The result is about twice as fast as the linear version:

real    0m11.138s

At the same time htop shows that all the CPUs are saturated.

In some other measurements I've seen a 3-time speedup, but I think you can't expect anything better with a 4-core machine. After all there are many other tasks running in the system, so we don't really have 4 times more free CPU power than earlier, and the whole forking and managing the communication has some overhead.

Combined example

Just in case you'd like to tweak the calc() function and would like to further experiment with this code, I've included a version of the two scripts combined together. If you run it without any parameter it will run the linear version. If you run it with any positive number, it will use that many parallel child processes.
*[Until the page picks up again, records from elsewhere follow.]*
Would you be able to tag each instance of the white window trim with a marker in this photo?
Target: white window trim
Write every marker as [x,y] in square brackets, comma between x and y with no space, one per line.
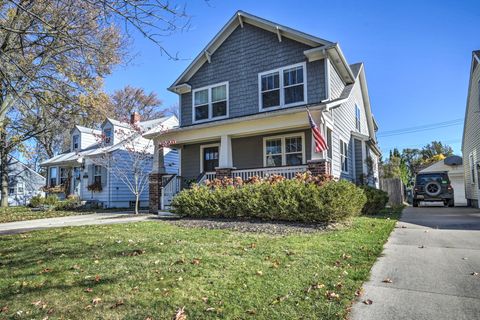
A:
[73,142]
[342,144]
[284,154]
[210,104]
[282,88]
[203,146]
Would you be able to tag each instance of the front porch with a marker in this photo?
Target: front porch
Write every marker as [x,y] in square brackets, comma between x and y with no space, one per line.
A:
[256,148]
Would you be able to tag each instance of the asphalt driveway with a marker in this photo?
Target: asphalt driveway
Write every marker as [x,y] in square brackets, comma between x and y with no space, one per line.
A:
[430,268]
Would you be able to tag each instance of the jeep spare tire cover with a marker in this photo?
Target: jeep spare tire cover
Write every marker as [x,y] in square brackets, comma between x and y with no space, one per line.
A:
[433,188]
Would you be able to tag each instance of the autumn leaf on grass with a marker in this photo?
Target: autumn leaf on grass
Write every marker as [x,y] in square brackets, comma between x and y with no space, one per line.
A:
[180,314]
[332,295]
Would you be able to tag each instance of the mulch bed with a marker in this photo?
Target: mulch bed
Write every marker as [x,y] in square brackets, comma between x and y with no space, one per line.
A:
[257,226]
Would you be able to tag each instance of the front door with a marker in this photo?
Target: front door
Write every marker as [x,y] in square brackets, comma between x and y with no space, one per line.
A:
[210,159]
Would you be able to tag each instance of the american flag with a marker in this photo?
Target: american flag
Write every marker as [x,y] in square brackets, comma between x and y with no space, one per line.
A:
[320,144]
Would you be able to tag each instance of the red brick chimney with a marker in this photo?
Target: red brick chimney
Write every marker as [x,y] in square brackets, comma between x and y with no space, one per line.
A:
[134,118]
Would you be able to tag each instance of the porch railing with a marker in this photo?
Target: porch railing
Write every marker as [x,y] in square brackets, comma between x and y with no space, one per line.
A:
[288,172]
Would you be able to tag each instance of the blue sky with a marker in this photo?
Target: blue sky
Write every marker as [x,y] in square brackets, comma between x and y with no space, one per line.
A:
[417,55]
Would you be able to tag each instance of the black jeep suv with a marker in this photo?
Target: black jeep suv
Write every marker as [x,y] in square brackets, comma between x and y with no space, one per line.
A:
[433,186]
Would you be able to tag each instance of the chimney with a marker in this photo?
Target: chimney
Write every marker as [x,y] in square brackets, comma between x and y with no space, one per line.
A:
[135,118]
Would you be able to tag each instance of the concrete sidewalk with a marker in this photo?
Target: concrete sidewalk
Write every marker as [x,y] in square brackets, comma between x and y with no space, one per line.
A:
[70,221]
[430,258]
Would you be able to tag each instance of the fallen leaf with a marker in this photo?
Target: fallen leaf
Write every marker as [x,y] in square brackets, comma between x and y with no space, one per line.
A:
[359,292]
[180,314]
[332,295]
[117,304]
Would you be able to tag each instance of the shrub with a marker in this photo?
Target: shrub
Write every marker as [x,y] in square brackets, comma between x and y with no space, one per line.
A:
[36,201]
[305,199]
[72,202]
[50,200]
[376,200]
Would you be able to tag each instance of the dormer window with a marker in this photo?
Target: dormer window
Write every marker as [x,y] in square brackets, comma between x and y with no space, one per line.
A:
[210,103]
[76,142]
[108,135]
[283,87]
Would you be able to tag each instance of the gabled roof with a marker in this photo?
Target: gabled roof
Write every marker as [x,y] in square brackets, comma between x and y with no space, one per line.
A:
[240,18]
[475,63]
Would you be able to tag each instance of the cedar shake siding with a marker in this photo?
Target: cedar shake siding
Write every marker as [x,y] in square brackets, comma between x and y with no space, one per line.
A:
[471,135]
[247,52]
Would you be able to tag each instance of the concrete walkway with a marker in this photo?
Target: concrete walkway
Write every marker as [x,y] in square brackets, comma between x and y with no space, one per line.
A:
[430,259]
[70,221]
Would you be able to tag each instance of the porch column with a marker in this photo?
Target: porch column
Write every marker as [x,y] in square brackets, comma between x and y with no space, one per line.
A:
[155,178]
[225,161]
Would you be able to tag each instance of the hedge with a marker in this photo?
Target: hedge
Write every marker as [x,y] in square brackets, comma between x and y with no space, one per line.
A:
[376,200]
[304,199]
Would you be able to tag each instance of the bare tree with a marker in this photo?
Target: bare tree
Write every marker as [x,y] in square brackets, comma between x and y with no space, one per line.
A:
[130,99]
[131,161]
[54,53]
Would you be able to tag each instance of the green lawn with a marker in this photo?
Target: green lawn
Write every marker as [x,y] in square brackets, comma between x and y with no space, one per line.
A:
[11,214]
[149,270]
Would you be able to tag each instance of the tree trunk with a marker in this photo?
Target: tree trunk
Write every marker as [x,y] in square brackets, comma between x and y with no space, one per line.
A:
[137,202]
[3,168]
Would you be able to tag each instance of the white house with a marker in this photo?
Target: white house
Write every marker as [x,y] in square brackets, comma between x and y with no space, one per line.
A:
[23,183]
[454,167]
[76,170]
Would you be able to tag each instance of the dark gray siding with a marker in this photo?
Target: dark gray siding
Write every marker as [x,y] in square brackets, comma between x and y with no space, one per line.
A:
[247,52]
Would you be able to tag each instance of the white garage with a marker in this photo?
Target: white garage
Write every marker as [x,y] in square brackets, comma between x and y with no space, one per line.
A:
[454,166]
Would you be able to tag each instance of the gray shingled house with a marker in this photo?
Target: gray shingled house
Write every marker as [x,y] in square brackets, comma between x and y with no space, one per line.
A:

examples/calc_fork_manager_full.pl

use strict;
use warnings;
use Parallel::ForkManager;
use Data::Dumper qw(Dumper);


my $forks = shift;

my @numbers = map { $_ * 2000000 } reverse 1 .. 10;
my %results;

if ($forks) {
    print "Forking up to $forks at a time\n";
    my $pm = Parallel::ForkManager->new($forks);
    $pm->run_on_finish( sub {
        my ($pid, $exit_code, $ident, $exit_signal, $core_dump, $data_structure_reference) = @_;
#die Dumper \@_;
        my $q = $data_structure_reference->{input};
        $results{$q} = $data_structure_reference->{result};
    });
 
    DATA_LOOP:
    foreach my $q (@numbers) {
        my $pid = $pm->start and next DATA_LOOP;
        my $res = calc($q);
        $pm->finish(0, { result => $res, input => $q });
    }
    $pm->wait_all_children;
} else {
    print "Non-forking\n";
    foreach my $q (@numbers) {
        $results{$q} = calc($q);
    }
}

print Dumper \%results;

sub calc {
    my ($n) = @_;
    my $sum = 0;
    for (1 .. $n) {
        $sum += 1 + rand()/100;
    }
    return $sum;
}

BTW, the "DATA_LOOP" in this example is not really needed, it only tries to make the code a bit more readable.